Complaints regarding low quality, inadequate quantity and wrong products may reflect a vendor’s intentional actions. Often, unscrupulous vendors will plead ignorance and seek forgiveness once caught. Until being caught, they can profit from their actions. Furthermore, listening thoughtfully to complaints from vendors who lost in bidding situations may uncover deeper problems. For example, awards repeatedly going to another vendor may indicate a level of collusion between an employee and that vendor.

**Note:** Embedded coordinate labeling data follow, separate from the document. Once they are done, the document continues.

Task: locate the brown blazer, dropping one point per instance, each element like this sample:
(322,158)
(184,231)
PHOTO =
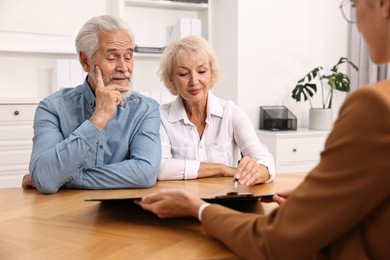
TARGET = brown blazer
(341,210)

In addition to repeated awards to the same vendor, other patterns can include one vendor pricing well below the norm, which may suggest the use of inferior products, or a few vendors pricing well above others, which may suggest an attempt at price fixing. Additionally, a pattern of multiple contracts just below bidding thresholds, and to one vendor, may be an intentional act by an employee to drive work to that vendor in exchange for kickbacks.
When organizations have no expertise to allow the recognition of appropriate pricing, some vendors will abuse this situation by working with other vendors to inflate pricing. For example several vendors may work together to take turns submitting proposals that make one appear to offer a great price. In reality, all may be grossly overstated although one is less so than the others.
Frequent contract revisions can be the result of collusion. “Urgent” needs on existing contracts, prohibiting the ability to appropriately bid goods or services may also be a red flag.
The above examples are some of the more common problems in procurement fraud, but are far from a comprehensive list of risks and warning signs.
With a lack of internal controls and/or a limited amount of oversight, selecting deals that seem too good to be true may result in organizations “getting what they paid for”…or even worse, not getting what they paid for.